Satpuli has four banks: SBI (State Bank of India), Syndicate Bank, Zila Sahkari Bank, and Uttarakhand Gramin Bank. Syndicate Bank opened in 2014 and since then has been the main financial organization for Satpuli and all of the nearby villages. Over the last couple of decades, many army veterans and their families (specifically from Garhwal Rifles), as well as old people, have settled in Satpuli after transferring their pension accounts to the nearby banks.

Satpuli is also emerging as a new institutional area in the district after the establishment of Government Polytechnic College, Degree College, Navodaya Vidyalaya-Khairasaim, Sriverm ITI, Swami Ram Polytechnic-Toli, and some public and private schools like hans sun rise children's academy that also provide free education.

A handful of clinics and hospitals serve the town and the surrounding rural areas like Sri Hans Hospital.

==Attractions==
Satpuli is an ideal place for angling and fishing as both the Nayar (East) and Nayar (West) rivers are teeming with fish. The variety and number of fish further increase after the confluence of these two rivers. There are freshwater eel (known as Gaid in Garhwali), a local variety of spotted catfish (known as Kaana in Garhwali), and Anchhyaal (a kind of river carp). Crab, river snakes, otters, water birds, and periwinkles can also be seen.

Lansdowne, which is perhaps the calmest, cleanest, and the least crowded hill station, is 30 kilometers away. It is a journey of 1 hour on winding hilly roads, from 2200 feet at Satpuli to 6000 feet at Lansdowne. Lansdowne is also known for its jungle safari.
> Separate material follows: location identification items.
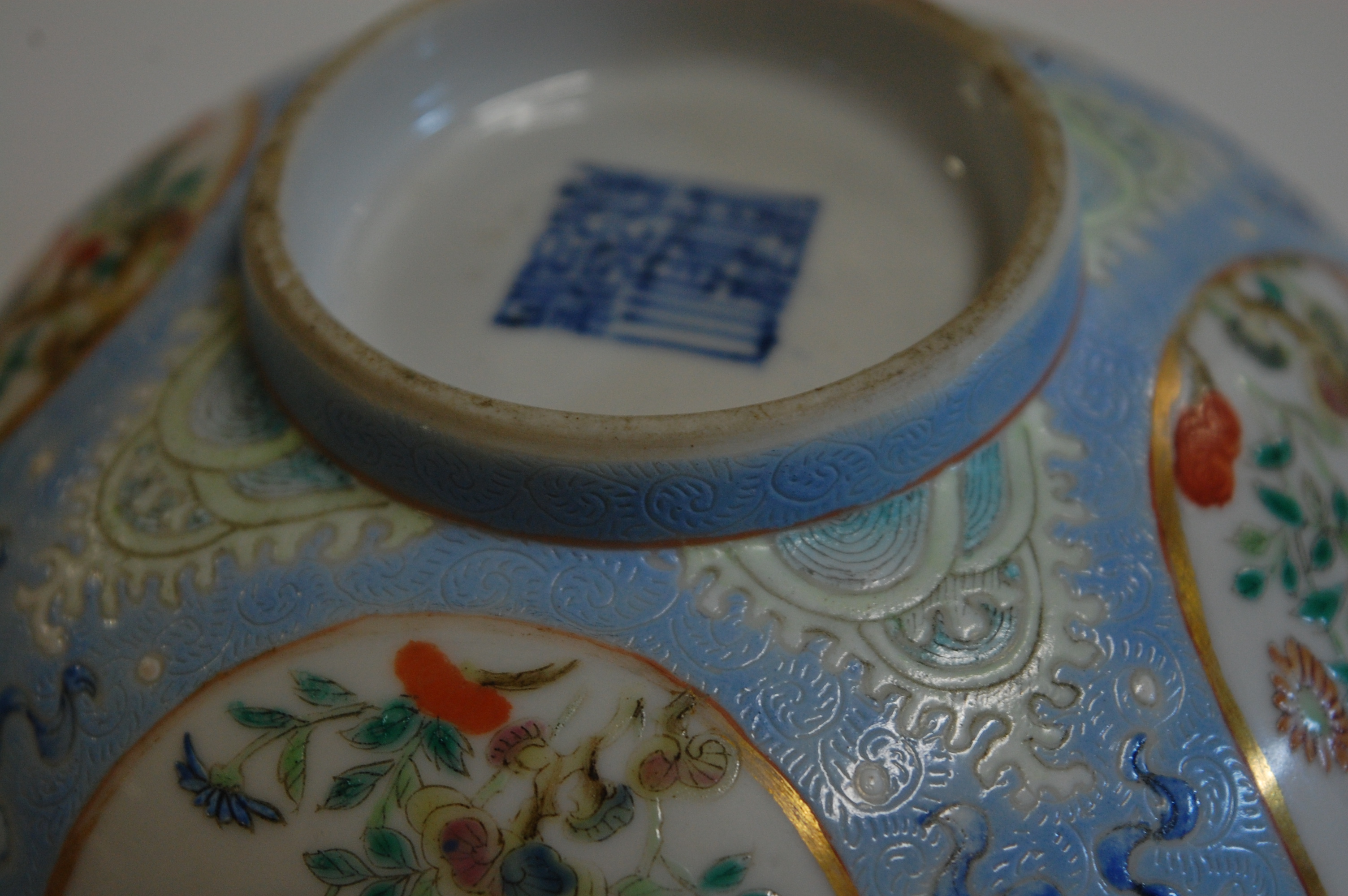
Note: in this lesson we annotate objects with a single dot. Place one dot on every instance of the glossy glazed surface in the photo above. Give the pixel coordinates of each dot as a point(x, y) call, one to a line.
point(1145, 779)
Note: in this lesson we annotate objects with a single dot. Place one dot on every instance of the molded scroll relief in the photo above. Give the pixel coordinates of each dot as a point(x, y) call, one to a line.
point(952, 596)
point(212, 470)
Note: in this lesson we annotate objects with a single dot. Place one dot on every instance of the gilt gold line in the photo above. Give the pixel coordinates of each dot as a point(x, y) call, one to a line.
point(1169, 382)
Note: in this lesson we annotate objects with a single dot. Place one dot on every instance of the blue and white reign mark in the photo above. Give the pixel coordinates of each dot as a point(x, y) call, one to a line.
point(664, 262)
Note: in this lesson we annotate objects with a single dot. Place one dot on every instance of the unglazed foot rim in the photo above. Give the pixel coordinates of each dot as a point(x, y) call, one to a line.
point(333, 382)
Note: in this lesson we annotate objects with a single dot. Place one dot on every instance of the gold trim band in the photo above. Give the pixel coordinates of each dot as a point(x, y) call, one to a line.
point(1169, 380)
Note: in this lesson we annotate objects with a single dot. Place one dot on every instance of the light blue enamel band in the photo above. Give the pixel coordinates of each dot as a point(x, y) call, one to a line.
point(661, 502)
There are many temples near Satpuli, such as Jwalpa Devi Temple (about 19.2km from Satpuli), Bhuvaneshwari Devi Temple (near the confluence of the Nayar and Ganges rivers), and Bhairav Garhi (a medieval Garhwali fortress and temple at a height of 7200 feet). Satpuli celebrates Ramleela, Grishmotsava, Sharadotsav, and many other festive occasions, which are visited by multitudes of people.

==Geography and Climate==
At an elevation of 657 meters above sea level (approximately 2200 feet), Satpuli has a warm temperate climate similar to Srinagar and Dehradun. Under the Köppen climate classification, Satpuli has a combination of Subtropical Monsoon (Cwa) and Subtropical Highland (Cwb) climates. Temperature can range from the lowest of -1 (30 F) to a maximum of 45 (113 F) degrees Celsius. March & November are the most pleasant months. January is the coldest month, and June is the warmest. During summer days, due to its altitude, it is just a few degrees cooler than the national capital.